Sunday, March 15, 2015

DMITRY ANTONOVICH VOLKOGONOV, (1928–1995)




(1928-1995), Soviet and Russian military and political figure, historian, and philosopher.

Colonel General Volkogonov was born in Chita province, the son of a minor civil servant who was shot in 1937. Without knowledge of his father's true fate, Volkogonov entered military service in 1949 and rose rapidly in rank. As a political officer after 1971, he held various posts within the Soviet Ministry of Defense, eventually becoming deputy chief (1984-1988) of the Main Political Administration.

Although known as an ideological hardliner, Volkogonov's foreign experiences gave rise to grave doubts about the Soviet system. Travels in the Third World taught him that revolutionary leaders sought only cynical advantage from the Soviets. An academic visit to the West convinced him that capitalist societies had produced greater equalities than their supposedly egalitarian socialist counterparts. He was already reading suppressed writers when he learned the truth about his father's death-that he had been executed as an enemy of the people. Hence sprang the desire to expose the truth about Stalin and his times.

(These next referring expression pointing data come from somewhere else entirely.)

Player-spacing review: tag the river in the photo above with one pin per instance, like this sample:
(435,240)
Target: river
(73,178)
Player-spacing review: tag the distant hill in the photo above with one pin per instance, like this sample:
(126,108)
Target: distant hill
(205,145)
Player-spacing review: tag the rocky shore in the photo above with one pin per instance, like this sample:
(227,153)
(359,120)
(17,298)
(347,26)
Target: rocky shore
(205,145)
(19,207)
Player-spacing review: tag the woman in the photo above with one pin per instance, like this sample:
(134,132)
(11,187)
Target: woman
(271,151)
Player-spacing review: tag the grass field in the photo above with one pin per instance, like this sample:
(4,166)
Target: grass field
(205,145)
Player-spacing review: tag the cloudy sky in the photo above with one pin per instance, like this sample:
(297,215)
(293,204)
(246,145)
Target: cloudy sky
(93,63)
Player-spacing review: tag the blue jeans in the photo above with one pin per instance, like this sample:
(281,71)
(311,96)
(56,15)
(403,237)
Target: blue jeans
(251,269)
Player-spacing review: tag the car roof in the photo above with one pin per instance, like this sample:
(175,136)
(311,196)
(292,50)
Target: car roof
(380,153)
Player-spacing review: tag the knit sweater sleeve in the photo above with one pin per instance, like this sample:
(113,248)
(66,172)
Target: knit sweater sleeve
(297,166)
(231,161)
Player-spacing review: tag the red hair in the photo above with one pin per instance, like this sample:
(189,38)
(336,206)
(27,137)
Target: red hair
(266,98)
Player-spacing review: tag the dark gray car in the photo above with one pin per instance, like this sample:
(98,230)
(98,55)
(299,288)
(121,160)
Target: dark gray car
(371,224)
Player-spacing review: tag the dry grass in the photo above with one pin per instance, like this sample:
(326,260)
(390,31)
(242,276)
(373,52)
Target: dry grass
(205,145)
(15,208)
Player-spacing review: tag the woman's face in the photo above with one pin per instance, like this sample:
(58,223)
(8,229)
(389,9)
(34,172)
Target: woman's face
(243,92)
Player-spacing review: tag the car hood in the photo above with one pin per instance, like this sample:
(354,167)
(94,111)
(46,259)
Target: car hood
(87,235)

Estrangement from the military-political leadership precipitated Volkogonov's transfer to the USSR Institute of Military History. There, while chief from 1988 to 1991, his subordinates' revisionist draft history of the Great Patriotic War, coupled with his growing adherence to democratic ideals and an unorthodox evaluation of the Stalinist legacy, provoked clashes with the Ministry of Defense. Following the Soviet collapse, he served from 1991 to 1995 as security adviser to President Boris Yeltsin, while simultaneously championing democratic causes and chairing several parliamentary commissions as a Duma deputy associated with the Left-Centrist Bloc. Before his turn against Soviet convention, Volkogonov's more significant works, including Marxist-Leninist Teachings about War and the Army (1984) and The Psychology of War (1984) reflected orthodox zeal. However, his subsequent conviction that the Soviet system had been flawed from the beginning permeated his historical works, including a revisionist biography of Stalin, Triumph and Tragedy (1990), and later volumes on Trotsky, Lenin, and other significant early Soviet leaders.